Loader chaining *while loading loaders*

arcanis commented 2 years ago

I didn't see this situation described in the doc: what's the plan for when loaders need to leverage the previous ones to setup the next ones? For example, take this command line:

node --loader pnp --loader ts-node foo.ts

The pnp loader is required to loader the dependencies from the right place. Not only this is true for the imports of foo.ts, but this is true for the ts-node loader itself, since it's a dependency as any other (Node wouldn't know where to find ts-node if the pnp loader wasn't available).

I think this is relatively easily solved, by stating that the ambient loader is augmented as loaders are loaded, not just once at the end, but I just wanted to check this had been formalized somewhere.

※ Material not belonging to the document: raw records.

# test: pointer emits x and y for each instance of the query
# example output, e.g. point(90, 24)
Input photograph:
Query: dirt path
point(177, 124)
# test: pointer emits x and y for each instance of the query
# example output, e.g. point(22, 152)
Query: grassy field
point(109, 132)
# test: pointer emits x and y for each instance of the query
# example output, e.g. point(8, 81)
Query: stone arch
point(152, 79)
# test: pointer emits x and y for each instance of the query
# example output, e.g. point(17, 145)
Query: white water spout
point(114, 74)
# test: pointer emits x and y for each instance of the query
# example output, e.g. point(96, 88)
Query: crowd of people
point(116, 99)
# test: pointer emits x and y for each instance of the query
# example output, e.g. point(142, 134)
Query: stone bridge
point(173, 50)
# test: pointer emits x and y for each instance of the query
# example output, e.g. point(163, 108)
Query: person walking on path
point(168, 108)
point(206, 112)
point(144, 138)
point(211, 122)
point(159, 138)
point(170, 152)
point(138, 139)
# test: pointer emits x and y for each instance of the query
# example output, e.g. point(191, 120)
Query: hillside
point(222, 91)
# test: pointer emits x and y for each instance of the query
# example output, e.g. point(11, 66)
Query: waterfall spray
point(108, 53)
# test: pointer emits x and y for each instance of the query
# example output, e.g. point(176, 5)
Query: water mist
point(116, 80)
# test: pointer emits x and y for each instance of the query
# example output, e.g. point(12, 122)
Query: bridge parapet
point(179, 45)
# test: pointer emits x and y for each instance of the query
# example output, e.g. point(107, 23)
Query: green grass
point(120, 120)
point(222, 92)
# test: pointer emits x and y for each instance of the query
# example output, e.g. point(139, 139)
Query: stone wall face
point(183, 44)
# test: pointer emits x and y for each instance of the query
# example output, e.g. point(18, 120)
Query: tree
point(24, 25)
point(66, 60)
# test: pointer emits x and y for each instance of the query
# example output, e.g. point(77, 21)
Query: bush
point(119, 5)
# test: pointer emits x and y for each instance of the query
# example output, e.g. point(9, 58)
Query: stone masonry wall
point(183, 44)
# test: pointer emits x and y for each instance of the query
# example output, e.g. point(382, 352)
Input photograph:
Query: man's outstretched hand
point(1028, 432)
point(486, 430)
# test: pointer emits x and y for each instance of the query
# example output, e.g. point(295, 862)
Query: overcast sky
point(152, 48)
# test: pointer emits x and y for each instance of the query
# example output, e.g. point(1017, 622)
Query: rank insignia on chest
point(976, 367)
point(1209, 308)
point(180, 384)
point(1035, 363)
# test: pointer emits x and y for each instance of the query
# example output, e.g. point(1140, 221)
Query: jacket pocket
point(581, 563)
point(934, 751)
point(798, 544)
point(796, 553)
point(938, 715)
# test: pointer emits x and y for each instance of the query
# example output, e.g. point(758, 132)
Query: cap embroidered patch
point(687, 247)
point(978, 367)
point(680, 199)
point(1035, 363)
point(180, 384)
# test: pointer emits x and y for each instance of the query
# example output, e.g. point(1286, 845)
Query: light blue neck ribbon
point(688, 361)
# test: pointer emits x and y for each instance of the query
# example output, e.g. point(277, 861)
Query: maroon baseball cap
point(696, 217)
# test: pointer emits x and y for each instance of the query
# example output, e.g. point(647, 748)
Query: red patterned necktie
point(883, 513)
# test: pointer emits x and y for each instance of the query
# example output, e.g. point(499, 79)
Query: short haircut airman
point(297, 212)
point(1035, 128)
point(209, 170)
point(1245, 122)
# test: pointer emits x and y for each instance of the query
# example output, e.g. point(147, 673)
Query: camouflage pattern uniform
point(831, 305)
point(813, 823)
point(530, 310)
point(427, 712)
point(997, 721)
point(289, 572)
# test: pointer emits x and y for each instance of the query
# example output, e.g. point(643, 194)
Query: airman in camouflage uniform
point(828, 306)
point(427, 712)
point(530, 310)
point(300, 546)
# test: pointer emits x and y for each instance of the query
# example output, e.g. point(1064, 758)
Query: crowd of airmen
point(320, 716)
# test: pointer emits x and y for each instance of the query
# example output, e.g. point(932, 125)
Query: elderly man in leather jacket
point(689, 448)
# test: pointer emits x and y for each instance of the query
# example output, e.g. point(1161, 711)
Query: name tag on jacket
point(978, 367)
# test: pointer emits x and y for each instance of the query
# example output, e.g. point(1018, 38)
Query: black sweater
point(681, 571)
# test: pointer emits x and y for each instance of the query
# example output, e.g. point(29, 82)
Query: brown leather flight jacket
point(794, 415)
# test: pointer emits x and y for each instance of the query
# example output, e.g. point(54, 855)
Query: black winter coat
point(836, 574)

GeoffreyBooth commented 2 years ago

I think in the current design, all the loader hooks happen in a scope where no loaders exist. So like if the ts-node hooks include import ts from 'typescript' at the top, typescript will be resolved per Node’s default resolution and not via any custom logic that another loader may have added. I’m not sure if it’s easy or even feasible to behave otherwise; @JakobJingleheimer or @bmeck ?

JakobJingleheimer commented 2 years ago

all the loader hooks happen in a scope where no loaders exist.

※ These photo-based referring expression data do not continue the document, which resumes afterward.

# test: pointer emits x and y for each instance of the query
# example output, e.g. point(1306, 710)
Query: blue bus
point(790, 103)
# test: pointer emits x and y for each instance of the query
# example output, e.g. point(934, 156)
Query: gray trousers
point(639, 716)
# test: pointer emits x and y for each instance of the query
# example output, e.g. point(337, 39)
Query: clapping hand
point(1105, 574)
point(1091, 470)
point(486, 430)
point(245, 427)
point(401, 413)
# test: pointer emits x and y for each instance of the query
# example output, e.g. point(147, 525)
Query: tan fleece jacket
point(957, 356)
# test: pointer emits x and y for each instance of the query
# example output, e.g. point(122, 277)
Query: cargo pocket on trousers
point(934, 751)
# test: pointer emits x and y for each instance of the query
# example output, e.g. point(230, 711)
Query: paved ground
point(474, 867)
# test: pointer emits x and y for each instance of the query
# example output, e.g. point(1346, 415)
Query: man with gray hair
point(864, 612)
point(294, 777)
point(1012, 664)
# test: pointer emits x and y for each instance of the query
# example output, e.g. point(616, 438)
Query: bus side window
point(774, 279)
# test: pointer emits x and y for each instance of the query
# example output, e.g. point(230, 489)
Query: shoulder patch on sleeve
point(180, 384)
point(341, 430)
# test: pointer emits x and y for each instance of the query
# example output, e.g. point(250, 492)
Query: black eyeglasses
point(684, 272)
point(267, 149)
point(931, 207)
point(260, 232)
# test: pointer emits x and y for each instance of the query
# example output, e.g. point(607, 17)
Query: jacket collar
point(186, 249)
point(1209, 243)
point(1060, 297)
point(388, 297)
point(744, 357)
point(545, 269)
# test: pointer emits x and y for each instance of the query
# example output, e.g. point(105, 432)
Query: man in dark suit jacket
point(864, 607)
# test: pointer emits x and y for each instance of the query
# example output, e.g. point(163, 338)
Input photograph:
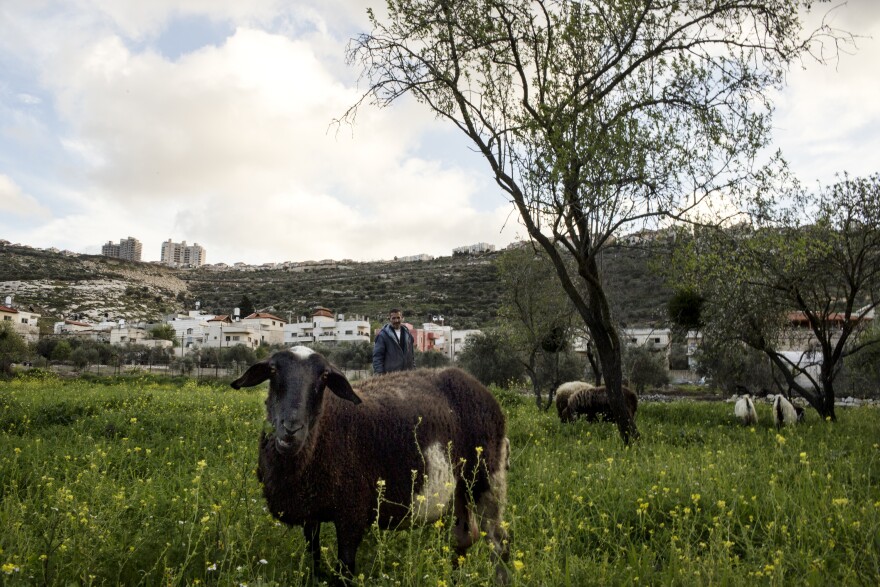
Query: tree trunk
point(608, 347)
point(823, 402)
point(594, 365)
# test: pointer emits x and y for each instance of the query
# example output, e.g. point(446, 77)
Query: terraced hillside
point(465, 290)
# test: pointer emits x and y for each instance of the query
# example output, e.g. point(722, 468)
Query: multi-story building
point(325, 327)
point(473, 249)
point(182, 255)
point(441, 338)
point(128, 248)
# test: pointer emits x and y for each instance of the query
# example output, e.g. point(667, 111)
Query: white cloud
point(14, 202)
point(827, 109)
point(230, 144)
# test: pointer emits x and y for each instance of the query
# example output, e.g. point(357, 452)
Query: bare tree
point(596, 116)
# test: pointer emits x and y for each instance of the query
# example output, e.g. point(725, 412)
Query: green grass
point(141, 482)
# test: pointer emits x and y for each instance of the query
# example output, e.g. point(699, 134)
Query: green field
point(144, 482)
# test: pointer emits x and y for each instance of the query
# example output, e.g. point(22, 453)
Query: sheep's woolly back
point(564, 393)
point(594, 402)
point(428, 421)
point(783, 412)
point(745, 410)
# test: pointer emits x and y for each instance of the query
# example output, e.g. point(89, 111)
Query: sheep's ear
point(256, 374)
point(338, 384)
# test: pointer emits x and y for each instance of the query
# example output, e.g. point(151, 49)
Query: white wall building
point(325, 327)
point(472, 249)
point(270, 328)
point(182, 255)
point(23, 322)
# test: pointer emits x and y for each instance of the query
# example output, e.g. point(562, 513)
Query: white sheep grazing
point(786, 414)
point(745, 410)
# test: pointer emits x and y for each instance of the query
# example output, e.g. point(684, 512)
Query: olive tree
point(799, 284)
point(594, 117)
point(12, 347)
point(536, 315)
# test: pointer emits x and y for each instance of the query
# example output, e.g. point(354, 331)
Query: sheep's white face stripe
point(301, 352)
point(439, 485)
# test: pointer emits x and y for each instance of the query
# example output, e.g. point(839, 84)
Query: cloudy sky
point(209, 121)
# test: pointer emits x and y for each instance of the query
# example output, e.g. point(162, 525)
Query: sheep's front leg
point(312, 531)
point(348, 538)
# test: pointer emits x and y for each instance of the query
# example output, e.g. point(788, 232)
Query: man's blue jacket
point(389, 354)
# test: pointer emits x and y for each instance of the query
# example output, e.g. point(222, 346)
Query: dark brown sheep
point(564, 393)
point(593, 402)
point(398, 449)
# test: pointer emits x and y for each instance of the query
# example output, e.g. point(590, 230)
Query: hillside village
point(115, 301)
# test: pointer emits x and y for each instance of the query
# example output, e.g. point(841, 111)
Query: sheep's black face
point(297, 380)
point(296, 390)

Yes, I'm ~99% sure that is how it currently works: node-land's esmLoader has only default* in its collections of hooks, so that's all that will get called.

If hooks themselves needed other hooks to be involved in their own imports, those would need to somehow get added to node-land's esmLoader (which is not currently possible) here:

https://github.com/nodejs/node/blob/c3866b09c1898c5397acf0dc0026839c5a2a5809/lib/internal/process/esm_loader.js#L68-L74

I'm not sure if this would be a good idea though as it could lead to a dead- or live-lock.

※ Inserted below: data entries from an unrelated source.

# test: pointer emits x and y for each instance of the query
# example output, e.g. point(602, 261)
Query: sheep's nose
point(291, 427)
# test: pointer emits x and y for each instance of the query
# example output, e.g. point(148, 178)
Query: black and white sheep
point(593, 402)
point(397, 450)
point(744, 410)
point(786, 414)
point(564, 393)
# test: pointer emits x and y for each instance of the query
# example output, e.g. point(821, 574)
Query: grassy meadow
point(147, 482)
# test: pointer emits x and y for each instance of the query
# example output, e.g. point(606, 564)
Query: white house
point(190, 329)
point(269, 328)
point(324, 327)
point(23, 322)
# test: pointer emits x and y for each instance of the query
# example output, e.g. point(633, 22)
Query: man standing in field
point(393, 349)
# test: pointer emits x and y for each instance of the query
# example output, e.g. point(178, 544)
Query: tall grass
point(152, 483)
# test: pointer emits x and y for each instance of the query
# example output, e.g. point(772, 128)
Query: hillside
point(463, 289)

bmeck commented 2 years ago

This also could be solved by giving a direct reference to the other loader in the chain.

JakobJingleheimer commented 2 years ago

Also that.

I almost said, but didn't we (you?) say at one point that was a baaad idea? (When I'm remembering the convo, "baaad" is in your voice)

bmeck commented 2 years ago

@JakobJingleheimer the only problem ideas are ones that break out of expected workflows. Giving the next loader to delegate to is just a simple Dependency Injection style workflow. My concern and great fear is when people suggest giving the "default" loader as it escapes all sorts of mechanisms and workflows. Imagine the following code:

// sanitizes user input and mark it as sanitized
const toSanitized = new Map();
function defaultSanitize(input) {
  let result; // ... do something using input age and address ...
  toSanitized.set(input, result);
  return result;
}
function customSanitizePhysicalAddresses(input) {
  // ...
}
function customSanitizeAges(input) {
  // ...
}

Imagine these are chained in some way that we specify that both addresses and ages need to be sanitized.

If we alter these functions customSanitizePhysicalAddresses and customSanitizeAges and give them access to defaultSanitize and short circuiting, then it is trivial to accidentally or intentionally skip one of these even if we configured it to do both, even worse in this example there is a cached result that could be improper. That is the problem. So you don't want to add a reference directly to defaultSanitize. You could add a reference to the next one in the chain though since it wouldn't allow escaping a workflow.

Adding as a parameter like right now is clunky and confusing, but no we can certainly give a direct reference to hooks as long as they are not direct / allow proper workflow to not leak around.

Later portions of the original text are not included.